Moreover, our local database was established using data from subjects with clinically uncertain parkinsonism. Diagnoses were based on clinical criteria and neurological follow-up of 2–9 years that excluded the presence of degenerative parkinsonism, even if it may be possible that in our local database some subjects might be affected by pre-clinical degenerative conditions. However, the complete overlap between the corrected SBR measures of our local database with those of the PPMI database and the similar distribution across age tend to demonstrate the goodness of our local database.

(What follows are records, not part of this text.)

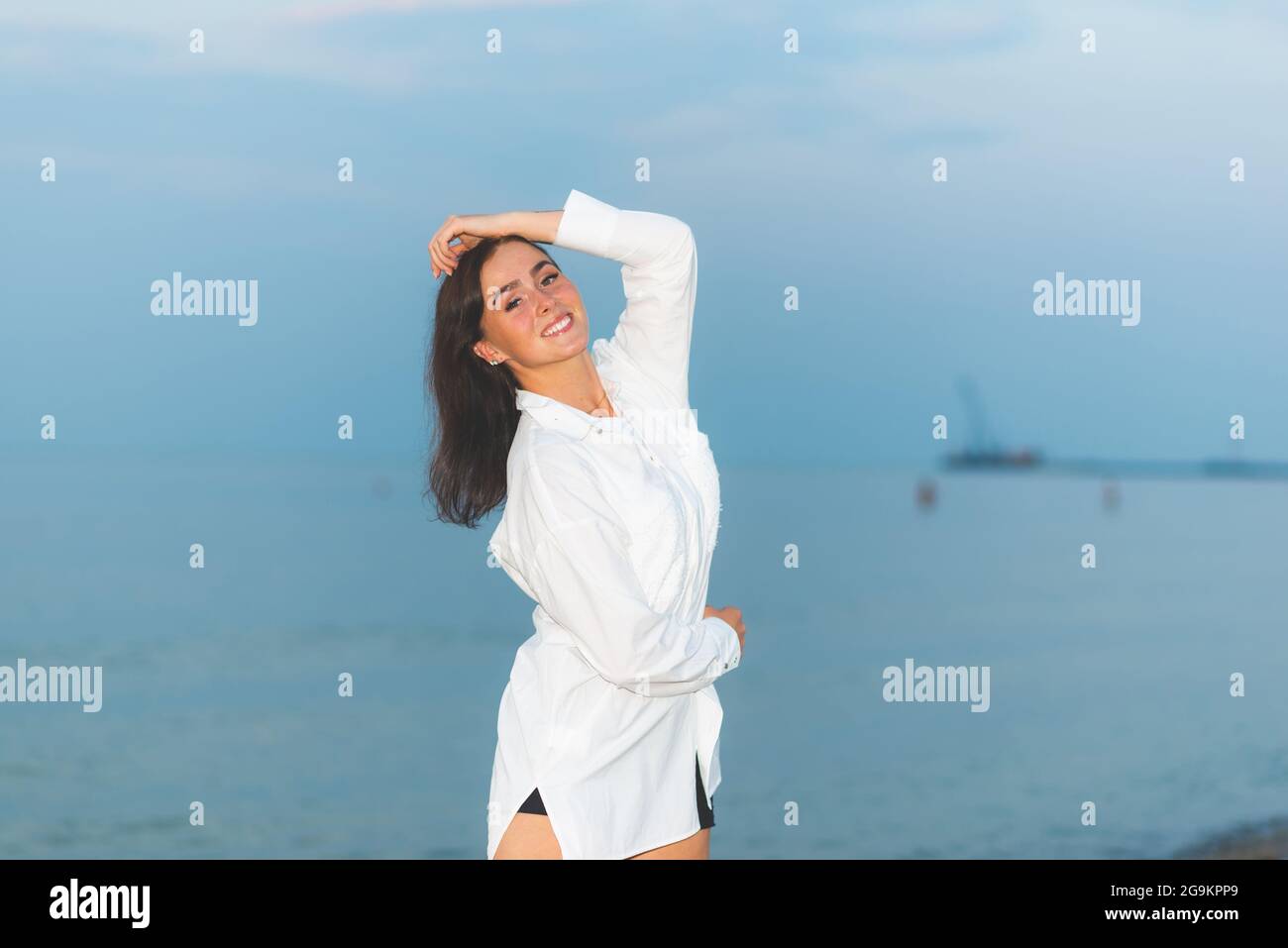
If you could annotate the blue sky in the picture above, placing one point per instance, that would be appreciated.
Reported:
(809, 170)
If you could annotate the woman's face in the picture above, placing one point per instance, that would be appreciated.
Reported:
(524, 296)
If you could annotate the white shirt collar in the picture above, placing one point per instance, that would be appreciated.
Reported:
(550, 412)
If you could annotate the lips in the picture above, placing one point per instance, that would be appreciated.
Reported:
(558, 326)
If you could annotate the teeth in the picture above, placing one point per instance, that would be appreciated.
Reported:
(558, 326)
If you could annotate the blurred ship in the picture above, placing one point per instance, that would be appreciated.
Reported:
(984, 453)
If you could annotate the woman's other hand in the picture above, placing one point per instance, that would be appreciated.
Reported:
(733, 616)
(469, 230)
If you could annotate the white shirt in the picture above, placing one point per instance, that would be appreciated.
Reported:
(609, 526)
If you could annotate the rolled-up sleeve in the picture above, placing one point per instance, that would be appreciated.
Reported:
(660, 278)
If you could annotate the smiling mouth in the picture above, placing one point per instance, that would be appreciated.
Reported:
(559, 326)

Finally, to harmonize the differences in performance between HR-PH and UHR-FB collimators we performed a phantom study using the same camera model. In this way, differences in performance between the SPECT cameras used for our local database and for PPMI database are not incorporated into the correction factor so determined and, as a result, the corrected measures for our local database could be over- or underestimated. Tossici-Bolt et al. [15] examined the camera/collimator performance of 17 SPECT systems and found that the underestimation of the measured SBR ratios with attenuation correction varied between 11 and 31% with a higher difference in inter-system performance of 22%. Therefore, it is possible that the remaining differences in performance between SPECT systems used for local database and the PPMI database may not lead to substantial changes in the data. In any case, the true correction factor being a multiplicative factor would have no effect on the variability of the corrected SBR measures and on the variations according to age or gender found in our local database.

Conclusion

This study provides a large local database of 123I-FP-CIT SPECT using UHR-Fan Beam collimators having age-related distribution comparable to that of healthy subjects of the PPMI database. Our quantitative results obtained with OSEM reconstruction and attenuation correction show that UHR-Fan Beam collimators provide reduced variability of the SBR measures compared to HR parallel-hole collimators. We expect that using compensation procedures for scatter and/or other degrading factors, the variability in SBR may be reduced to less than 10%.